Dangermouse

DANGER MOUSE is a relic of a time when the UK had only three (count them, three) national television channels, and even those were not doing anything useful much of the day. As a result, although the shows are energetic and busy, there isn’t the overwhelming pressure to distract the viewer from the channel changer until the next commercial slot.

Which is not to say that DANGER MOUSE belongs to some sun-dappled innocent age where people left their doors unlocked at night and borrowed sugar from one another on a regular basis. It was a commercial product aired on commercial television; it’s simply that the makers allow themselves time to tell a story, however surreal and disjointed. And they do tell the story. Danger Mouse, Penfold and the Baron spend an awful lot of time in between action sequences rehearsing the plot (much as the characters in opera often do), and Colonel K. has no other function. But that’s right for the spy caper idiom too.

Danger Mouse tends, much like his contemporary incarnation of Dr. Who, to spend a lot of time running down corridors.

Of course, texture-less characters standing still against a stationary background with only their mouths moving are a lot cheaper to animate than ones swerving through lovingly rendered spaces with depth and movement of their own. A commercial enterprise, you see. Walking through the darkness with only your eyes visible might even be cheaper, so there’s plenty of that. Danger Mouse tends to move in straight lines at uniform speed. Danger Mouse tends to walk in front of, and parallel to, flat walls. Danger Mouse tends to deal with protagonists who all look the same as one another. Danger Mouse tends, much like his contemporary incarnation of Dr. Who, to spend a lot of time running down corridors. In a straight line at constant speed.

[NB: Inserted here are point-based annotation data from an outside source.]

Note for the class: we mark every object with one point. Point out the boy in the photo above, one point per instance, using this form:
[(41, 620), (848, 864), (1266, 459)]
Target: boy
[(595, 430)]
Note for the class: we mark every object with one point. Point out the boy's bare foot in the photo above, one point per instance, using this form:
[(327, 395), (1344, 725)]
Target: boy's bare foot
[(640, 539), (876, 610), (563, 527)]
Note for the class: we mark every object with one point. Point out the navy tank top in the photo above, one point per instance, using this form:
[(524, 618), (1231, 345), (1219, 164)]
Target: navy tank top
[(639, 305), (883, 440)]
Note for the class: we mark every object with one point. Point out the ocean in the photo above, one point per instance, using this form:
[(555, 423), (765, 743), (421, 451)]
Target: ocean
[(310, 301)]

Because DANGER MOUSE is also a relic of a time, the early to mid 1980s, when there wasn’t a lot of money around (unless you were in the first wave of Stock Exchange deregulation fat-cats). Thatcher was busy selling off the nation’s infrastructure and shutting down industries that tended to employ Labour voters. There were three million on the dole, police cavalry charging striking miners and the IRA blowing up Harrods. All against the backdrop of the last, desperate, insane decade of the Cold War. Maybe recycled silent movie sight-gags and music-hall jokes were what the youth of the nation needed. Maybe the channel changer wasn’t what we needed distraction from.